On this Weekend Expedition, Catherine and I found out what just a tiny bit of Pacific Spirit Park has to offer. It is really large, and we did not cover very much ground!
Since this was a joint effort, we decided to concentrate on forest invertebrates, which worked well during our last field season in French Guiana. Catherine is really good at spotting things!
The first of her great finds was this lovely Dance Fly (Empididae). They look a bit like Robberflies, and in fact are somewhat related (both are Orthorrhapha). The Empidids are a really diverse group, so if anyone has ID suggestions, I would love to hear them!
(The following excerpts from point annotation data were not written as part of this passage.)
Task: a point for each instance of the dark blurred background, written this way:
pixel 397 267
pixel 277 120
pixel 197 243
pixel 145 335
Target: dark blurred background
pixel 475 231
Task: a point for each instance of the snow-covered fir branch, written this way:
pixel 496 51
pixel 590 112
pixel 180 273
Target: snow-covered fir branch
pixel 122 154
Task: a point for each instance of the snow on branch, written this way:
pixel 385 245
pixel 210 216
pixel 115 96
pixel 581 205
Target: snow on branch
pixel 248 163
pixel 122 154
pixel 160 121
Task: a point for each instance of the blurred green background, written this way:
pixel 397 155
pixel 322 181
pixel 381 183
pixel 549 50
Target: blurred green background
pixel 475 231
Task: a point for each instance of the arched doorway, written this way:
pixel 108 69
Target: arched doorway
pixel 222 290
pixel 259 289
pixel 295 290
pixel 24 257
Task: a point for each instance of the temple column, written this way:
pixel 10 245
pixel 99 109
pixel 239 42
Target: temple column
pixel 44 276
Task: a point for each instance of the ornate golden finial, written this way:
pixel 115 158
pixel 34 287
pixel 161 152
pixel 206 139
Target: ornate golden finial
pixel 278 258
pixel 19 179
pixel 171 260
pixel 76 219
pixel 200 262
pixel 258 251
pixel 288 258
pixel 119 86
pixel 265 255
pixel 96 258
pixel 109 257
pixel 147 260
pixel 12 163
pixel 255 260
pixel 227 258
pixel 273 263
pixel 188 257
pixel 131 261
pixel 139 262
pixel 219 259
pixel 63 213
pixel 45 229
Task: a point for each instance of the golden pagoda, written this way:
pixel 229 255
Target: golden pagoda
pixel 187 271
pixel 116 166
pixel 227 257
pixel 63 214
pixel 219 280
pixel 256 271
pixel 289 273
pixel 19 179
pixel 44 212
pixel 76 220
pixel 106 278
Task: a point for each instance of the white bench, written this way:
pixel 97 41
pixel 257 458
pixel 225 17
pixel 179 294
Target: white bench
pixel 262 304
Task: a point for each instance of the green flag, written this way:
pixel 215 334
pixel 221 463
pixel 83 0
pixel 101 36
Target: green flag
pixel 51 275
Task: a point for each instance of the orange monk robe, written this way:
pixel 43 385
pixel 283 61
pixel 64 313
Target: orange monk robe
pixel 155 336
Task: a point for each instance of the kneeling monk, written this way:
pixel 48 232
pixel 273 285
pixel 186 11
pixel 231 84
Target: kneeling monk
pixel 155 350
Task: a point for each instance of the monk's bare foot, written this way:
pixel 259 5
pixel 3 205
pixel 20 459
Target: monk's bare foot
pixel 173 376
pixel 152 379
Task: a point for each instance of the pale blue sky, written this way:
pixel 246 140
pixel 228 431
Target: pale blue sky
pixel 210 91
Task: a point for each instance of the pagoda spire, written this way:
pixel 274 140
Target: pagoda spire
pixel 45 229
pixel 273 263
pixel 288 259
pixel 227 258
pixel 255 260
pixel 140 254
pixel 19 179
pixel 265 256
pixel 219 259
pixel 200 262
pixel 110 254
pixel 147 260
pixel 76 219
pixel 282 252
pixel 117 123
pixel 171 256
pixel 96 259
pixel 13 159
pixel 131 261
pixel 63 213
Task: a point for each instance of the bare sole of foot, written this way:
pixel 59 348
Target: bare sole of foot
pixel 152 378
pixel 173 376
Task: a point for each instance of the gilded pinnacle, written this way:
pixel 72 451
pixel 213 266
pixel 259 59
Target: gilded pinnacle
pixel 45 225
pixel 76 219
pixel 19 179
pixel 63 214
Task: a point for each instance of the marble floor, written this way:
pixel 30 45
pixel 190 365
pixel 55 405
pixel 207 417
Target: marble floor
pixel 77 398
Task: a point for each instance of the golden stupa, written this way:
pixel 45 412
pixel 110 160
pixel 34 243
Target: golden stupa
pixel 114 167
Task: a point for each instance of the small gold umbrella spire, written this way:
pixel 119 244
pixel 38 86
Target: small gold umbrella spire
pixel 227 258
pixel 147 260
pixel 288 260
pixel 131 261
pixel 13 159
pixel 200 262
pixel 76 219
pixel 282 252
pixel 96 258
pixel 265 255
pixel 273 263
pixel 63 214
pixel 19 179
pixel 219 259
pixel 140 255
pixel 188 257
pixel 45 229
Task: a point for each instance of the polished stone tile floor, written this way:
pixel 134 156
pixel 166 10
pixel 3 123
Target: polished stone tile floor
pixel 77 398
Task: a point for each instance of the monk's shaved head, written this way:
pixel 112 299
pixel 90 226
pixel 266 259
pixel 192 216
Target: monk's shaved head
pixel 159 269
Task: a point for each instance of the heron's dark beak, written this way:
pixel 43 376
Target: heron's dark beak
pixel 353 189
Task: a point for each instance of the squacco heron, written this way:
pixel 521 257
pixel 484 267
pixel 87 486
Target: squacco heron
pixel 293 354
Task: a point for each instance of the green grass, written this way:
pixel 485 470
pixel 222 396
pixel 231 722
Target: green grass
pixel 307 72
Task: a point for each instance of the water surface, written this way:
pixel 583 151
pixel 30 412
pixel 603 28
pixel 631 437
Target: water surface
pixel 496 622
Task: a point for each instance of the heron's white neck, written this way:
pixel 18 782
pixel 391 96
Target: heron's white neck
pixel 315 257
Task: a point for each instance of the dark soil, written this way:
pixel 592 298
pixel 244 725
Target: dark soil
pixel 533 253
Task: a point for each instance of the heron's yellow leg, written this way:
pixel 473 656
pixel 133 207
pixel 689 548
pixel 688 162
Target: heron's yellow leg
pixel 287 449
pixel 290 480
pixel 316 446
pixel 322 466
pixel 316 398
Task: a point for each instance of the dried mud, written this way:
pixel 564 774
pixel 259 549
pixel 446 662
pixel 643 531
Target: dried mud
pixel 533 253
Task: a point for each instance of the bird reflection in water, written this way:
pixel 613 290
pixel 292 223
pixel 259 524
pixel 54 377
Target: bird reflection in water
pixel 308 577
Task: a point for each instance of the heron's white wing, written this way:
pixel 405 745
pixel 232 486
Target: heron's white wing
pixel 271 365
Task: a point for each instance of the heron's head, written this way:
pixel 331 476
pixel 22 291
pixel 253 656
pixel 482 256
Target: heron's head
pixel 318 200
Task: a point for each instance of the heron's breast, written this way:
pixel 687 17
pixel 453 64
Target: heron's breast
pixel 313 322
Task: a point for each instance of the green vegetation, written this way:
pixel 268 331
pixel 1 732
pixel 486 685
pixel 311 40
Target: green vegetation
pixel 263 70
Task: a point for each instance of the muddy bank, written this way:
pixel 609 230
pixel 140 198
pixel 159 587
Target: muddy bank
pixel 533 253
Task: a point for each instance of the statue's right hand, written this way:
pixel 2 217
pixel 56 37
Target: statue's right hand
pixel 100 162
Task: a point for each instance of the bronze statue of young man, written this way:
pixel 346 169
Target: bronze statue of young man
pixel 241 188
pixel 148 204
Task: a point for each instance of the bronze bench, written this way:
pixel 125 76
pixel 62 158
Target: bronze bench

The second major find is what looks like a gravid Wolf Spider. This big girl was sheltering in a rotted log, and impressed us with its lovely large abdomen.
And check out these Net-winged Beetles (Dictyoptera simplicipes). There were a whole bunch in a seeming mating aggregation on a rotting log in one dark little section of the forest. So colourful!
Those have to be one of the most impressively bright insects of early spring that we have!
The second bright spot in these dark woods was this gorgeous male Amaurobiid, sheltering in a knot hole in a snake fence. You can see his modest hacklemesh web and his dark retreat. These spiders are fascinating and beautiful, and I would like to learn more about them…
A fern frond for colour and contrast in a small patch of sun.
As we left the park, this Equisetum emerging from the moist soil near Camosun Bog was a beautiful sign of spring.
But wait! There’s more! On our way out to a bus stop, we were immediately impressed by a large gathering of bees in Chaldecott Park. These were Andrenids (update: they may have been Colletes) busy mating, digging nests and provisioning them. There were hundreds if not thousands in this small 20 m sq. patch of grass. I did not get a good chance to shoot them really well, because a big rainstorm was coming, but I think I will head back out there this afternoon with Mike to examine some of the bees for parasites. This patch might also be a good spot to put in a temporary fence to keep folks from damaging the nest site. With all the concern for native pollinators, it seems like a good place to try to protect.